Ultima Online uses Huffman coding to compress the bytes in the network packets between the game server and game clients. For each of the 256 possible bytes a packet can include, a value with a unique prefix is assigned. These values are looked up for each byte in the original packet and written in their place to construct the compressed packet. The receiving code can decompress the packet because the prefixes are unique and so walking left to right through the packet data it can determine what the original bytes were. For example, here's how the 4 most common bytes in Ultima Online packets are encoded:
original byte | original bits | compressed value |
---|---|---|
0x00 | 00000000 | 00 |
0x01 | 00000001 | 11111 |
0x40 | 01000000 | 01010 |
0x03 | 00000011 | 100010 |
An uncompressed packet containing [0x01, 0x03, 0x00, 0x40, 0x03]
would therefore be compressed to the following stream of bits (underscores to distinguish each compressed value):
11111_100010_00_01010_100010
Total length of the packet has been reduced from 5 x 8 = 40 bits to 24 bits.
Rearranging into bytes gives the compressed packet:
[11111100, 01000010, 10100010]
or in hex:
[0xFC, 0x42, 0xA2]
To decompress, the receiving code needs to traverse a pre constructed tree built according to the same encodings as the data was compressed with:
start
_____|_____
/ \
0 1
/ \ / \
/ \ 0 1
0x00 1 / \
/ 0 1
0 / \
\ 0 1
1 \ \
/ 1 0x01
/ /
0x40 0x03
Starting from the top, the code should take each of the compressed bits one by one and go left (0) or right (1) depending on its value.
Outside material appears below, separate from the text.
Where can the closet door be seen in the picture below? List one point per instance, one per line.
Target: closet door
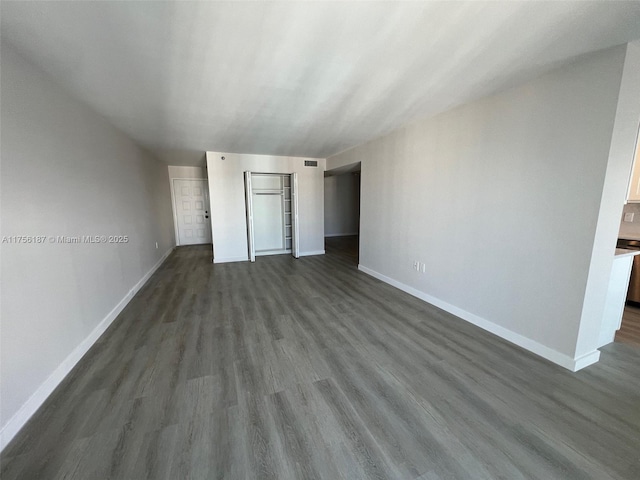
(249, 203)
(295, 244)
In the compressed packet from the example above the first bit is 1, so the code should go right. The next 4 bits are also 1s, so the code would continue branching right until it reached the leaf node of 0x01
, the original uncompressed byte that corresponds to these first five 1 bits. It would then write this decompressed byte and carry on to the next bit, starting from the top of the tree again.
- Refactor tests
- Check performance and tweak
- Add docs
- Provide a streaming interface?
- Validate the values & bit counts given to HuffmanTable
- Validate the termination code is not present in the table
- Combine
values
andbit_counts
arrays into single array? - Prevent panics when buffer exceeds 32 bits?